Two personal examples from Angela:

“One organisation motivated me to support them for the first time through a powerful story on social media. Since I’ve received endless follow up emails, but not one has mentioned that particular story. A second organisation invited me to a webinar, gave me a fantastic first-hand insight to their work and inspired me to make a gift. But I’m yet to receive a thank you letter. Both fit the disappointed rather than delighted category.”

And from Annie:

“I was part of a give as you earn scheme at an organisation I worked in and when I stopped working there, the charity didn’t follow up with me to see if I wanted to continue my regular gift. Another example is that I have supported a charity close to my heart for a long time but not once have they asked what my motivation is for supporting them. If they asked, I’d be more than happy to share our family story. Both examples highlight that when a charity doesn’t recognise their supporter’s motivation and connection it shows and there is a missed opportunity because the relationship could be nurtured into something stronger."

In our view, supporter experience is not a fundraising tactic or even strategy. Rather it’s a whole organisation mindset shift to see supporters as partners in the mission rather than people to fundraise from. But making the shift will result in raising more money in the long term.

We’d like to suggest three practical changes trustees and senior teams can make.

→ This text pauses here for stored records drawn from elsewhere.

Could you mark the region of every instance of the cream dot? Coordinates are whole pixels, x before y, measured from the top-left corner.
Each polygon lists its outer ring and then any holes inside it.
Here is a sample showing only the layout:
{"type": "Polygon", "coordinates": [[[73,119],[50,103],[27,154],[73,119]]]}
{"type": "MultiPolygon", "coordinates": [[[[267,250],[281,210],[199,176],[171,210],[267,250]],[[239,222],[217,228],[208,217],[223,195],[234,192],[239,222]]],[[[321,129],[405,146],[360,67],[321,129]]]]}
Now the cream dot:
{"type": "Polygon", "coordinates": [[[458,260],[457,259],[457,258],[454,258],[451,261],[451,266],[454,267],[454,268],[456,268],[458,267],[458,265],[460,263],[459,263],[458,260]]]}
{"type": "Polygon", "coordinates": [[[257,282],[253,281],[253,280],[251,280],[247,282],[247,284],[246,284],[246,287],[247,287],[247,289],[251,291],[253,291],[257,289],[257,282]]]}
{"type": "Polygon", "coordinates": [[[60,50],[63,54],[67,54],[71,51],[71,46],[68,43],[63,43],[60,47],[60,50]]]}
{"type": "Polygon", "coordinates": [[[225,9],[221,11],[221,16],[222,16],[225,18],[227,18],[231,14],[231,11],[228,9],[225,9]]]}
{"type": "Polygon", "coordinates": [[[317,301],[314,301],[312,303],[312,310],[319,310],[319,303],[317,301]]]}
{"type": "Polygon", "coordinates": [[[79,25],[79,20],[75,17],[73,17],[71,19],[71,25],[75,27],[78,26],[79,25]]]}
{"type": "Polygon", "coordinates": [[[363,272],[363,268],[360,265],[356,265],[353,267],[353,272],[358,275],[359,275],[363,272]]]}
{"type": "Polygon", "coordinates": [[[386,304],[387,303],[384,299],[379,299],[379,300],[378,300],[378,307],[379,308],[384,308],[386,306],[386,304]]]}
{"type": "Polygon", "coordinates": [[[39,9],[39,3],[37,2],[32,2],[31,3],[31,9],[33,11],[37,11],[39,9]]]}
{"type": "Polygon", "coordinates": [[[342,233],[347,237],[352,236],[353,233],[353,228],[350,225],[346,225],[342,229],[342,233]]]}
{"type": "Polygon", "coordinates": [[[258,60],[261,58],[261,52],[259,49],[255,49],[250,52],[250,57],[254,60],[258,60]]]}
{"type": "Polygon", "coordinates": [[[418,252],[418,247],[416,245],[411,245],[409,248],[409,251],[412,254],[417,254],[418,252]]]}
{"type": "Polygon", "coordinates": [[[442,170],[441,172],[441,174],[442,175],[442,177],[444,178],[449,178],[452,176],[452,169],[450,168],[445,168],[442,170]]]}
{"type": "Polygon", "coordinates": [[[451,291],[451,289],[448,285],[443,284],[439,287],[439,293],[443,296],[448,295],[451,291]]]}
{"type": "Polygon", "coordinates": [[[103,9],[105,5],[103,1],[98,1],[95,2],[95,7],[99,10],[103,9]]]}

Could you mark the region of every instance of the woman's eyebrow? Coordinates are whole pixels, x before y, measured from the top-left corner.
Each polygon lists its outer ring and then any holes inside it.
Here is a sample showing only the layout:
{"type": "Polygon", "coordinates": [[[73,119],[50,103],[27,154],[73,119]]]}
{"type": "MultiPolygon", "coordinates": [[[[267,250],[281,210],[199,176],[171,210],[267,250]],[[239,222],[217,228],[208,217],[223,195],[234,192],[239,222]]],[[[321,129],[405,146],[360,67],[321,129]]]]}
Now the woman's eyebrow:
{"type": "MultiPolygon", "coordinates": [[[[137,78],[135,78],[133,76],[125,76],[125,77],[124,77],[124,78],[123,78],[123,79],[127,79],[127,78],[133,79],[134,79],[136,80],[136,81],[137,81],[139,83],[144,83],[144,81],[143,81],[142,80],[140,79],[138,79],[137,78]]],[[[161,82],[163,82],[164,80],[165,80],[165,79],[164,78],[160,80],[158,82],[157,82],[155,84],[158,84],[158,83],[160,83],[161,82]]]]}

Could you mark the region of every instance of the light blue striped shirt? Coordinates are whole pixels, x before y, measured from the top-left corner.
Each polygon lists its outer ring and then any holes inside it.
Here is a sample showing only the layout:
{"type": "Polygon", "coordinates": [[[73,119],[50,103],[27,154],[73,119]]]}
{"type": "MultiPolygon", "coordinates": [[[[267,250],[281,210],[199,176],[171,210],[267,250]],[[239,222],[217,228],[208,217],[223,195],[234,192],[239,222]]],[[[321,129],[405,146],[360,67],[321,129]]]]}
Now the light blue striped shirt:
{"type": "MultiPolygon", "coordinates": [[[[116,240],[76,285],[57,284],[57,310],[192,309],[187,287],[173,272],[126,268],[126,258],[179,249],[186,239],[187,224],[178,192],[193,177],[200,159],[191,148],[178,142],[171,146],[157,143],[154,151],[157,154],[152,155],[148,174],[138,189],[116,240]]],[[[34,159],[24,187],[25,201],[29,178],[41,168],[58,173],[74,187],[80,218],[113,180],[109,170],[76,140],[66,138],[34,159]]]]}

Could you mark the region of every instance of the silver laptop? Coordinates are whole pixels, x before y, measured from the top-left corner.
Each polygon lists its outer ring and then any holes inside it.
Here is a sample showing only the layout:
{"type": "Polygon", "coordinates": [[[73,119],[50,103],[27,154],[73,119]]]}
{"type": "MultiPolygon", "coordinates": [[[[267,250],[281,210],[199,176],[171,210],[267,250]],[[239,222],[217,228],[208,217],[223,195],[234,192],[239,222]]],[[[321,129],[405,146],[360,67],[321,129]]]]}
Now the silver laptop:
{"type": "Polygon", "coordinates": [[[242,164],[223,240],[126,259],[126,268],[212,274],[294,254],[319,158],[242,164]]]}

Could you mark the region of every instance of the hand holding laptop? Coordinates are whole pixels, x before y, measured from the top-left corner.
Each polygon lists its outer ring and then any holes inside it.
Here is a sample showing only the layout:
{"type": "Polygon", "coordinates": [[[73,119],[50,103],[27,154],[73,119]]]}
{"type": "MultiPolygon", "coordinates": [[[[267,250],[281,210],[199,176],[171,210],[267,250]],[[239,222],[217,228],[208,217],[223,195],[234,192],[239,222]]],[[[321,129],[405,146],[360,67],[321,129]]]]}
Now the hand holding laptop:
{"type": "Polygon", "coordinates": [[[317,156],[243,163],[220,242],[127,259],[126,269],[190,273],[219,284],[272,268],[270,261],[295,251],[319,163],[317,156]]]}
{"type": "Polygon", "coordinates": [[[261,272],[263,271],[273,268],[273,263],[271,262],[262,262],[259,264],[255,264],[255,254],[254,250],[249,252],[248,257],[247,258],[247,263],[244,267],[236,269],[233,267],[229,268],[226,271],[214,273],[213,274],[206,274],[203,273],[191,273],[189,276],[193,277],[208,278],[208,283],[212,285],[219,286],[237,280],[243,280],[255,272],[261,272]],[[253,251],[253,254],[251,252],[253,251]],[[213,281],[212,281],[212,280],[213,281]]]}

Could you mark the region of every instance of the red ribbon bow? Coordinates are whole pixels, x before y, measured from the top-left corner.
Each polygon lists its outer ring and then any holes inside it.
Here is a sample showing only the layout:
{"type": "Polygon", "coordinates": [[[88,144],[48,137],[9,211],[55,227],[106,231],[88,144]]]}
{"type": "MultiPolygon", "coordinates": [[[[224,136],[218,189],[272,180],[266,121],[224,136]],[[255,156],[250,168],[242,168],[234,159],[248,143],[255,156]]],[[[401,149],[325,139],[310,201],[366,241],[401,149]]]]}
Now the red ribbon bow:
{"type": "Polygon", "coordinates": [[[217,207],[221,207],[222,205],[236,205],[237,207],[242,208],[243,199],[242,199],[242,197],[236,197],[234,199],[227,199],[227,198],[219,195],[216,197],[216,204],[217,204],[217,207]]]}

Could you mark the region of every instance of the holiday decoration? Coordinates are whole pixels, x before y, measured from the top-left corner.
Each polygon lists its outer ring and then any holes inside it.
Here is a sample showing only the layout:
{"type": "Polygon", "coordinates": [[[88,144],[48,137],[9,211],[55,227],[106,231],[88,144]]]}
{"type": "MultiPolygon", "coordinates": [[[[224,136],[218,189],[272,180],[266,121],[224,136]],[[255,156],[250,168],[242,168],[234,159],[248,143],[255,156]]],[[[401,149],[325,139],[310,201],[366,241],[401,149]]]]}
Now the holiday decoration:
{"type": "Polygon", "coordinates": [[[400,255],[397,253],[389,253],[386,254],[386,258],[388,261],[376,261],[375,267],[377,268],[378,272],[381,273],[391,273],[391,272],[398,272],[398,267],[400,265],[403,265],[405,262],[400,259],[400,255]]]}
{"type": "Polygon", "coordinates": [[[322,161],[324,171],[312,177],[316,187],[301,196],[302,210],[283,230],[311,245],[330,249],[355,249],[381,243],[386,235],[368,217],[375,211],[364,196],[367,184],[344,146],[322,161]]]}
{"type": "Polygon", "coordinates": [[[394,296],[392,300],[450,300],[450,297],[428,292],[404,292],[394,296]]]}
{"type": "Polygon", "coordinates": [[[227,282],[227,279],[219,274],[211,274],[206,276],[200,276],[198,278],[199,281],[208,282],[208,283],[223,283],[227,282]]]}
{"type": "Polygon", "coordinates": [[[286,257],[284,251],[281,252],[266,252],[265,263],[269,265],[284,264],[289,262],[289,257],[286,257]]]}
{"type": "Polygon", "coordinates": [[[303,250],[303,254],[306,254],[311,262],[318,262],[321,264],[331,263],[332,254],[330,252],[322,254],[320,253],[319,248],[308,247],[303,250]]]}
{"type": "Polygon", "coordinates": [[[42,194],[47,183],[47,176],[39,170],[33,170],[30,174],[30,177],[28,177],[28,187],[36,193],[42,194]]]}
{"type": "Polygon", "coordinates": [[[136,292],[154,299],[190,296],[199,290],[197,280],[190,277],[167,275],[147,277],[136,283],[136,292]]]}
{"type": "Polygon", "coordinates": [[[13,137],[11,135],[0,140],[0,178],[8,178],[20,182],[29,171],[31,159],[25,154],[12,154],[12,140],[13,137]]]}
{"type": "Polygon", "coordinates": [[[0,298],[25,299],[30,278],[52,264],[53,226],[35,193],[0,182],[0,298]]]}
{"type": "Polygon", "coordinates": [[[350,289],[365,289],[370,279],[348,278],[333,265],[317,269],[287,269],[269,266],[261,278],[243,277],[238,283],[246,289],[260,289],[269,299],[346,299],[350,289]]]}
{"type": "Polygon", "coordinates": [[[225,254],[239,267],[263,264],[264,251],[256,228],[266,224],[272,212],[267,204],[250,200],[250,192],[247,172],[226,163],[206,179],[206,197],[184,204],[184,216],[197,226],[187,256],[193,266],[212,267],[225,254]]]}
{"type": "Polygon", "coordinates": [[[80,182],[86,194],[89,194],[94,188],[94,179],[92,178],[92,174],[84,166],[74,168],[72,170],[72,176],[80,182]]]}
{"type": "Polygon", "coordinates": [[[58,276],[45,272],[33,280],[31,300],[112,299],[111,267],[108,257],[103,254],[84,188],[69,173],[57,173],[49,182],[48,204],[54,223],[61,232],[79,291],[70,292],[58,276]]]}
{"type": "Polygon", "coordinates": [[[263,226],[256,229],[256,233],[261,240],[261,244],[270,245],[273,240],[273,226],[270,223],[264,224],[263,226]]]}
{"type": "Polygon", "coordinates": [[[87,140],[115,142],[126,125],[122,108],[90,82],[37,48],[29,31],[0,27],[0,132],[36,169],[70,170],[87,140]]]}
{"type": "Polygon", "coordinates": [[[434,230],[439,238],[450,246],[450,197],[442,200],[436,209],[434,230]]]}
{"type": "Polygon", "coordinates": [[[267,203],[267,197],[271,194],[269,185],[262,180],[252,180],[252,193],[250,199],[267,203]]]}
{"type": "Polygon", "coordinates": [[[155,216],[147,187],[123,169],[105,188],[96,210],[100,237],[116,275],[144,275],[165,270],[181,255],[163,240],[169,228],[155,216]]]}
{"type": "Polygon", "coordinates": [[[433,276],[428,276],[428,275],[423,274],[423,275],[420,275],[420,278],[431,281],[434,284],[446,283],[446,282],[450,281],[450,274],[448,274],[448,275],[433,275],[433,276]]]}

First, when you discuss fundraising, ask questions and interrogate from a supporter experience perspective, for example

  • when you are discussing the fundraising budget don’t just ask how much you are raising at what cost. Instead also ask how you are investing in supporter experience and how you will measure what is working well and what is not?
  • when you are discussing structure interrogate how well the proposal before you delivers supporter experience. Is it clear who is responsible and accountable for delivering exceptional supporter experience?
  • when you are shown (as boards so often are) the results of a recent campaign probe how the campaign made supporters feel and what it made them think – and how you know

Second, encourage trustees and senior team members to engage actively with supporters. There are many ways to do it – take part in a 'thankathon', participate in a sports event, volunteer in a shop, be a speaker at an event, shadow face to face fundraisers, read and respond to appeal responses or even answer complaints. Each interaction will give you an insight into a supporter’s why – the fundamental reason they support your organisation. And we’d argue this is the single most important piece of insight you can gather. Of course, you are only engaging personally with a few supporters but we hope it will ignite your curiosity into why every supporter’s ‘why’ is fundamental.

Third, consider how you bring the voice of supporters into decision making, all decision making. What might supporters think? What impact will how they think have on their support? What can and should you do to keep their support? At the very least, imagine you have a supporter in the room. The Commission on the Donor Experience project 15 offers a great example from ActionAid – building on the ‘empty chair’ methodology. Trustee meetings take place in a room with photographs of three empty chairs representing beneficiaries, supporters and staff, as a physical reminder of key stakeholders not in the room.

In these ways, you will start to shift the mindset – and build a more sustainable long term future. In fact, it will help you fundraise beyond the crisis. If we genuinely value supporters as partners in the mission they will rise to our challenge. Trust them.